The Rogue Prince of Persia recensione 02

Attacchi elementali, combo, e colpi critici: i combattimenti sono sempre molto scenografici.

Sì perché il gameplay si basa tutto su quel “flow”, quella naturalezza, la destrezza con cui il Principe si muove all’interno dei livelli. Una caratteristica presente in tutti i capitoli della serie sin dalla sua genesi, nell’ormai lontanissimo 1989, quando il suo papà Jordan Mechner decise di utilizzare la tecnica del rotoscopio per animare il protagonista e fornirgli movenze realistiche.

Il “platform” nell’action platform è esaltato dalla struttura dei livelli

Avanti veloce di trentasei anni e questo Principe può scalare muri, arrampicarsi sulle pertiche, scavalcare i nemici con un balzo, dare calci agli avversari per sbatterli di qua e di là, il tutto mentre ogni azione eseguita con tempismo perfetto fa riempire la barra del Soffio di Vayu. Quando è piena, la velocità del protagonista aumenta, rendendolo ancora più agile e letale. È una meccanica al contempo intrigante e soddisfacente, nella misura in cui premia la prontezza di riflessi del giocatore e valorizza il platforming, contribuendo a restituire una sensazione di unicità a The Rogue Prince of Persia che in qualche modo lo differenzia da Dead Cells. Il “platform” nell’action platform è ulteriormente esaltato dalla struttura dei livelli procedurali, pieni zeppi di trappole da evitare, oppure da usare a proprio vantaggio negli scontri con i soldati unni, magari scagliando i nemici contro degli spuntoni acuminati con un calcio ben piazzato.

FRECCE VORTICANTI

I livelli procedurali non sono però l’unico elemento su cui si poggia la struttura roguelite di The Rogue of Prince of Persia. Il gioco presenta anche equipaggiamento casuale da raccogliere durante le run, tra armi corpo a corpo, strumenti utilizzati alla pari di armi da tiro, e infine medaglioni di rarità variabile che forniscono bonus passivi al Principe, come danni incrementati, critici migliorati o la capacità di sferrare attacchi elementali.

The Rogue Prince of Persia recensione 03

Ogni boss ha più pattern di attacco, in alcuni casi intramezzati da sfide di platforming.

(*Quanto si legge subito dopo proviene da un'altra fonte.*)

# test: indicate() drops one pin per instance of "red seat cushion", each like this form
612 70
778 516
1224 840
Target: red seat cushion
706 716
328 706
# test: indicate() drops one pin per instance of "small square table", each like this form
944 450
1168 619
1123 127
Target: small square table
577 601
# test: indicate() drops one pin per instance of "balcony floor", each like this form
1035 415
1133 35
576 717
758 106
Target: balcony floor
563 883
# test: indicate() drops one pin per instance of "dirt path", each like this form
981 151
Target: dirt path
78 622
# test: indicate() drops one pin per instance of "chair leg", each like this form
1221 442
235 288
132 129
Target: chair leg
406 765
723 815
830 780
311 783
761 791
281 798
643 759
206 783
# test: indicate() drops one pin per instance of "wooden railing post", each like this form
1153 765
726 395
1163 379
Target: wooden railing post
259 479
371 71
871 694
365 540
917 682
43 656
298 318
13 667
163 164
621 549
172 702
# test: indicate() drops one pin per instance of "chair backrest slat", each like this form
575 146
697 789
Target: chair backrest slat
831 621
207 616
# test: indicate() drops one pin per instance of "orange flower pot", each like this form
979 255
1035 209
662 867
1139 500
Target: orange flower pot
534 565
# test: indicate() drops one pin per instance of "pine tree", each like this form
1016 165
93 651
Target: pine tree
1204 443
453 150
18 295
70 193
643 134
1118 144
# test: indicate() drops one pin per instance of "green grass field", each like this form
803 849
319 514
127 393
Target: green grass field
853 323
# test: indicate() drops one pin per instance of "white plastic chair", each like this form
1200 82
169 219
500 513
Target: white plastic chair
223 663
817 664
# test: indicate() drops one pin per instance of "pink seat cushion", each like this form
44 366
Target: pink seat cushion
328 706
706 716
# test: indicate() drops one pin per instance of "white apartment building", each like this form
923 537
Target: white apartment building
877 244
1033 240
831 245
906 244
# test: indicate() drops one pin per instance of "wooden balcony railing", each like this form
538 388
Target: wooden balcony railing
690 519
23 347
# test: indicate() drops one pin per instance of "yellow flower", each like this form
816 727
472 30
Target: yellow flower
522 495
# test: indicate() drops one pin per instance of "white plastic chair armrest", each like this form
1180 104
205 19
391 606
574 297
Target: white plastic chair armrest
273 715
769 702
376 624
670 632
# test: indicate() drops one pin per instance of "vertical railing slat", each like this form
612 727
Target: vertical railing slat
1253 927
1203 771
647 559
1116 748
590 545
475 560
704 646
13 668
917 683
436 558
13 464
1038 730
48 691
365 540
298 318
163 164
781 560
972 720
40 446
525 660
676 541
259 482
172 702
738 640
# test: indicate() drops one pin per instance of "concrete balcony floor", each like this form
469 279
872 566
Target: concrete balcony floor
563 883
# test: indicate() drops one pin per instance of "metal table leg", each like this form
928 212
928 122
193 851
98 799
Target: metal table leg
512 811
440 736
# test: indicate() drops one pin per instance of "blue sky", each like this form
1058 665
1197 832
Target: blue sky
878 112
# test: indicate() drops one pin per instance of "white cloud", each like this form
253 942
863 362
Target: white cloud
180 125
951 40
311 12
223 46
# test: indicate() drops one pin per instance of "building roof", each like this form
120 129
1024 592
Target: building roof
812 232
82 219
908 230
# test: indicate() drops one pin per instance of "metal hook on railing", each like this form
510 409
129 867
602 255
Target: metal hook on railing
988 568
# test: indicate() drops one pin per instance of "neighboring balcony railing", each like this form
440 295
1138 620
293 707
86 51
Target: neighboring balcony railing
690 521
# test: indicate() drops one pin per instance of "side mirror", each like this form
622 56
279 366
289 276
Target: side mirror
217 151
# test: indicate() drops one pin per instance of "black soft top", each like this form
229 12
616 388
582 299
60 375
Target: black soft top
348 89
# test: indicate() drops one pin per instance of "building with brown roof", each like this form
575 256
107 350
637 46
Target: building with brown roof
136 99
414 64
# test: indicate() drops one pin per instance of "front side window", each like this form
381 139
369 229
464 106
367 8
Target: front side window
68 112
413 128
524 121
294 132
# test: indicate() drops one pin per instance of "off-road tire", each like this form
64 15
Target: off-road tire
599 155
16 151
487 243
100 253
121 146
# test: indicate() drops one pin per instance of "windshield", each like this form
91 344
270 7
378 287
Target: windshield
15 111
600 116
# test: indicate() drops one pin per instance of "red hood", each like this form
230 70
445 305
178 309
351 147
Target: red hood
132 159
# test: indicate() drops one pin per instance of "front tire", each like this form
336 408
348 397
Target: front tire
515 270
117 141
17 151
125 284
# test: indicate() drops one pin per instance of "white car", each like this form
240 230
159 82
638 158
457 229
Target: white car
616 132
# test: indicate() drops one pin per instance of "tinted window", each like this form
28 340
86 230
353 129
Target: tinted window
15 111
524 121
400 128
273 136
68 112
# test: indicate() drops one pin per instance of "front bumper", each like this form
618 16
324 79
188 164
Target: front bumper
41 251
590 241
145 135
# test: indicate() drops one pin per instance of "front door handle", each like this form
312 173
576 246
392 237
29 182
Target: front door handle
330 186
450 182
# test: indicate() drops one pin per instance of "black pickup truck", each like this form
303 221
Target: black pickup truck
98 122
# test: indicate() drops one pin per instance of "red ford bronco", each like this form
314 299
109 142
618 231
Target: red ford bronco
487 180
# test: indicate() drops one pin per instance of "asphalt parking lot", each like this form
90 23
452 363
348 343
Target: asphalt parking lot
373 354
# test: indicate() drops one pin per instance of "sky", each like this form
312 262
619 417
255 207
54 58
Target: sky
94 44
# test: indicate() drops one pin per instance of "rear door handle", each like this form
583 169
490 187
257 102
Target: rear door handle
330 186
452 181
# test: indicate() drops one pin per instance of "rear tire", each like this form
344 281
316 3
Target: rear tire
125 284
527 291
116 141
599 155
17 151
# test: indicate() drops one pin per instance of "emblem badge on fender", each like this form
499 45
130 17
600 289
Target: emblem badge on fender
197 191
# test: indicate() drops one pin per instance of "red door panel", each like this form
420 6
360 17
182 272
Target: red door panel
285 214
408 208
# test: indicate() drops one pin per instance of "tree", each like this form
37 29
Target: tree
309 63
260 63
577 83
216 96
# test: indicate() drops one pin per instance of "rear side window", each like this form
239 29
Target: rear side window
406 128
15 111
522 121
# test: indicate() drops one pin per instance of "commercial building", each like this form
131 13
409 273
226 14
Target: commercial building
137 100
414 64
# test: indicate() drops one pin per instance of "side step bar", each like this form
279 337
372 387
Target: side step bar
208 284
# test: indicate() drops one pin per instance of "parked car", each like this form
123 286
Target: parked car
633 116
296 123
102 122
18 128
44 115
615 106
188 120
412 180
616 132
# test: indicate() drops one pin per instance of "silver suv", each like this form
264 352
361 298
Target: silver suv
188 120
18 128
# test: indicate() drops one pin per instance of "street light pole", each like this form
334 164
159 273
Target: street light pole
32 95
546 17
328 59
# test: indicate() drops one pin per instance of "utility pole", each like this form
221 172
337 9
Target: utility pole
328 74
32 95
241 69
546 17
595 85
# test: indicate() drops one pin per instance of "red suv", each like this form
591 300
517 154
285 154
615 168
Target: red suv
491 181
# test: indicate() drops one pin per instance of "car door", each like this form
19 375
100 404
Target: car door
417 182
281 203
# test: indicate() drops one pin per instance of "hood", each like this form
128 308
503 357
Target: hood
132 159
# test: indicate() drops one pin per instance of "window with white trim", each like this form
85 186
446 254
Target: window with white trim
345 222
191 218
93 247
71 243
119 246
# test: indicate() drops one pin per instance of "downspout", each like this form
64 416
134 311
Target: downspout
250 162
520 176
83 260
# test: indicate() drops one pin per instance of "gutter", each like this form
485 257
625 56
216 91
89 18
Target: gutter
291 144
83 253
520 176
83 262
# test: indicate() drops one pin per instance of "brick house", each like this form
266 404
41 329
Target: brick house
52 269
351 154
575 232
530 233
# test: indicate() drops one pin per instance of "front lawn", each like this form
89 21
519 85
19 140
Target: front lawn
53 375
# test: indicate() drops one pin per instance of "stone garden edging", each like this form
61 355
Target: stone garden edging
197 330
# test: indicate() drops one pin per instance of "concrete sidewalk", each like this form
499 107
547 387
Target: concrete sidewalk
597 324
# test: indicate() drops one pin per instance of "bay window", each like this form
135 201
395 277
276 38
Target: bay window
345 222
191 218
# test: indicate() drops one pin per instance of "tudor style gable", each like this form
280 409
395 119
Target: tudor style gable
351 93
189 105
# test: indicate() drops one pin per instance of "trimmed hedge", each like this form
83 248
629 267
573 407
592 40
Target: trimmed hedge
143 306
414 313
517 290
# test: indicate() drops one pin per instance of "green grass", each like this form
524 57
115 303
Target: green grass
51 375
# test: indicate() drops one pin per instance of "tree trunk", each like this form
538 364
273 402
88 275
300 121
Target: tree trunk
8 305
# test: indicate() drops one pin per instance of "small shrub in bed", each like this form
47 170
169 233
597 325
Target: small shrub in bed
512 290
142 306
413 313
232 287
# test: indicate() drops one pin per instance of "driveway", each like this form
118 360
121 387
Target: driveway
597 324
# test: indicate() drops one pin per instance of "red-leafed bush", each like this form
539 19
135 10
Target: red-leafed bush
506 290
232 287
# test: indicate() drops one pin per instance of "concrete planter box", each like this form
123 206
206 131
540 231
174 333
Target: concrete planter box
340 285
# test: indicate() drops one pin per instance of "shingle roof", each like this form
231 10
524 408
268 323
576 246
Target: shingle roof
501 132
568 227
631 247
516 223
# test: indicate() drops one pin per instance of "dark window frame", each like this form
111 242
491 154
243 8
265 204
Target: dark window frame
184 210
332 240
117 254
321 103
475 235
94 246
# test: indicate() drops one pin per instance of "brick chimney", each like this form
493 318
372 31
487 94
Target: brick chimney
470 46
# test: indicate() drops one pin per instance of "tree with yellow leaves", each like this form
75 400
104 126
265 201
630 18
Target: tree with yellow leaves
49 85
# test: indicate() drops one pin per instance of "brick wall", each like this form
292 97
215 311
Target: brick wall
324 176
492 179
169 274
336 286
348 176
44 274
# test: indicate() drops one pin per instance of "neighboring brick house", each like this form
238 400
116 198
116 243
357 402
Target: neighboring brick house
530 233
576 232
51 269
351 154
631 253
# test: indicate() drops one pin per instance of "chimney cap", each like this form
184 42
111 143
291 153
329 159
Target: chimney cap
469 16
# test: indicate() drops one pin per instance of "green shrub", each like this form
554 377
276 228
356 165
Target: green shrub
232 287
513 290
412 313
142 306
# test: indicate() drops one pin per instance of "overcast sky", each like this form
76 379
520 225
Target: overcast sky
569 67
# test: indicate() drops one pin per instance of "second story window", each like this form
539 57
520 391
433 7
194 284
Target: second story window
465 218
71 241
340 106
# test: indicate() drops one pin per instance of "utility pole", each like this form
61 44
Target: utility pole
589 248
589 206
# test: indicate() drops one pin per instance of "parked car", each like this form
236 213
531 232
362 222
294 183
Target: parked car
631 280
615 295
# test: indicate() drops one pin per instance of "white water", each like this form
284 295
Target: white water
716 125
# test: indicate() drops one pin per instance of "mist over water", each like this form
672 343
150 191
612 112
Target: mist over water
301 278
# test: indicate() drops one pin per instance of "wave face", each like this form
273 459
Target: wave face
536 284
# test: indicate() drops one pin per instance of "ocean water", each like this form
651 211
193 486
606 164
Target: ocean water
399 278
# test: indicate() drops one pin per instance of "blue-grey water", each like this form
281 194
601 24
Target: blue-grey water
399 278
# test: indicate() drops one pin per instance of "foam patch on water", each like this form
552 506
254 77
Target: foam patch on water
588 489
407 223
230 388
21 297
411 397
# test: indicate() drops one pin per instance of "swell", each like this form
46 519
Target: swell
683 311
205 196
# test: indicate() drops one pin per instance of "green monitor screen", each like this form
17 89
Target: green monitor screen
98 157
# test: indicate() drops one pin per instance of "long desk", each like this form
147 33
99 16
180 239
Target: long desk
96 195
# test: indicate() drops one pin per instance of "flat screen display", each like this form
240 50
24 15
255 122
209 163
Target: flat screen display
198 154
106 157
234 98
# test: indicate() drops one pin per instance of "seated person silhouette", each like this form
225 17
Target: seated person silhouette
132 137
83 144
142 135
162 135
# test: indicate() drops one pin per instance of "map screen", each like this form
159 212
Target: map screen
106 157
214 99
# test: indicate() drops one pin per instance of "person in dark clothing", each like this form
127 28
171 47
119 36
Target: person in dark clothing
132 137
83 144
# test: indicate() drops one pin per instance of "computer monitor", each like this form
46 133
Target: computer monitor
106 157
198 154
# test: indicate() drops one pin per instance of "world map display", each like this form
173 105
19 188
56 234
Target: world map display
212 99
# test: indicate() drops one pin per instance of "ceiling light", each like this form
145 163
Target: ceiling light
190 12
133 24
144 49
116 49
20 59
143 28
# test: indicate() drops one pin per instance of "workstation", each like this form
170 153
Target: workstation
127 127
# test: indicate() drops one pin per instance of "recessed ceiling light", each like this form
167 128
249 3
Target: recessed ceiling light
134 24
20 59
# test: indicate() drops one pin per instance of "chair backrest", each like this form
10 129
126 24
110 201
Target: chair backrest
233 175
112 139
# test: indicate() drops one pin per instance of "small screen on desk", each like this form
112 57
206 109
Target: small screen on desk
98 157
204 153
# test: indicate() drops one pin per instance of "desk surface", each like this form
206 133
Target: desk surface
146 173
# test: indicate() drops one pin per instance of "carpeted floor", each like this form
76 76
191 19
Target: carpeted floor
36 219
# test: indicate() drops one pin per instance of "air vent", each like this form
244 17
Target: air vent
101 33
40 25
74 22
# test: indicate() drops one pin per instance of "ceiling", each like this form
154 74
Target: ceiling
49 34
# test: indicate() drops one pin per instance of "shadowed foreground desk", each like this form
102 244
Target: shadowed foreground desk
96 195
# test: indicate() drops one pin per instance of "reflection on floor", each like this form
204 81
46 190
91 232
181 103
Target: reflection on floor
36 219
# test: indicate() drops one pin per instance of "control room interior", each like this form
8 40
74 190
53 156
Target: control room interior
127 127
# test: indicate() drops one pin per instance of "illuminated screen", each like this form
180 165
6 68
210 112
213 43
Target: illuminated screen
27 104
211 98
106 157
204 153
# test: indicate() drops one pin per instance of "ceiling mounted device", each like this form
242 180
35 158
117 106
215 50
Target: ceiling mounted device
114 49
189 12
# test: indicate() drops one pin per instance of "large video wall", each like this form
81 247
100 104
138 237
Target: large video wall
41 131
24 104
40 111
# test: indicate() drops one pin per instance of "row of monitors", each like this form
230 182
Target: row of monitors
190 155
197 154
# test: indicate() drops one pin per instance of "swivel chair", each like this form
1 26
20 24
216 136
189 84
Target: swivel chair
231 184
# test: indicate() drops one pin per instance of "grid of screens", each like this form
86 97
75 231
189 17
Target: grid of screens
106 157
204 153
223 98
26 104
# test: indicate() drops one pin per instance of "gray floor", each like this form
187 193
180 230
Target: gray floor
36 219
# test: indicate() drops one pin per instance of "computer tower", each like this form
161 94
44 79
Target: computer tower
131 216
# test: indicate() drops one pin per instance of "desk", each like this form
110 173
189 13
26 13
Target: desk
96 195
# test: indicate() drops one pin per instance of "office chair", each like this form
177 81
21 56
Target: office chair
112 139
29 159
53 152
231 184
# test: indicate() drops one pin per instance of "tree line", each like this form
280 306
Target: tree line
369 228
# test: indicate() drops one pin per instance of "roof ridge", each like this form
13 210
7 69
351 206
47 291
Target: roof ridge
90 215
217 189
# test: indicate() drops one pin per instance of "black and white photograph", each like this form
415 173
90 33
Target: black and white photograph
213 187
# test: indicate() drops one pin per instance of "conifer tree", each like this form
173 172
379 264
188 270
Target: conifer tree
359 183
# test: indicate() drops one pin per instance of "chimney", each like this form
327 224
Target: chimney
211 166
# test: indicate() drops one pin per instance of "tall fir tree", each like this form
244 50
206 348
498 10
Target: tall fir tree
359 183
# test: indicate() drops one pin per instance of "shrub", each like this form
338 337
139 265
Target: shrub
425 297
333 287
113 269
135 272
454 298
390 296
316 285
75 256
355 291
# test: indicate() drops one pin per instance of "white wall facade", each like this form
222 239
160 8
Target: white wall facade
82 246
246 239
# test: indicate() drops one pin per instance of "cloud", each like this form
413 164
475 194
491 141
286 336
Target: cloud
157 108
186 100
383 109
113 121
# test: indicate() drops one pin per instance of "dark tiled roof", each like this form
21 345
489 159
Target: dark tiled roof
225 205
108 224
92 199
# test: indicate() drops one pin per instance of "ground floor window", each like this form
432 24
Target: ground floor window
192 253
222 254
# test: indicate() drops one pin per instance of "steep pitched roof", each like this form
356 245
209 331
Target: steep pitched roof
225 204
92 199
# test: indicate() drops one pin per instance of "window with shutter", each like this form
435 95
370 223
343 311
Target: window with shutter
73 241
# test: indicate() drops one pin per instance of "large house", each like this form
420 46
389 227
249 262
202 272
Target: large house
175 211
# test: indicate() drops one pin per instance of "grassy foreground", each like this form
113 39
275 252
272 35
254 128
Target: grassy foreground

C’è anche un sistema di meta-progressione che si basa sulla raccolta delle cosiddette ceneri dell’anima, utili per sbloccare nuovo equipaggiamento e skin nell’accampamento iniziale. Questo è un vero è proprio hub che man mano si riempie di mercanti e personaggi importanti ai fini della narrazione, in cui è inoltre possibile spendere i punti abilità ottenuti uccidendo i nemici e salendo di livello. Le abilità sono ulteriori bonus passivi, ma questi vengono mantenuti tra le run. In più, dopo aver completato per la prima volta il gioco, si sblocca una fontana speciale tramite la quale accedere alle difficoltà “Risveglio”. Queste presentano vari modificatori che rendono relativamente più ardue le partite, ma offrono ricompense maggiori in termini di ceneri e punti abilità aggiuntivi (più qualche skin esclusiva).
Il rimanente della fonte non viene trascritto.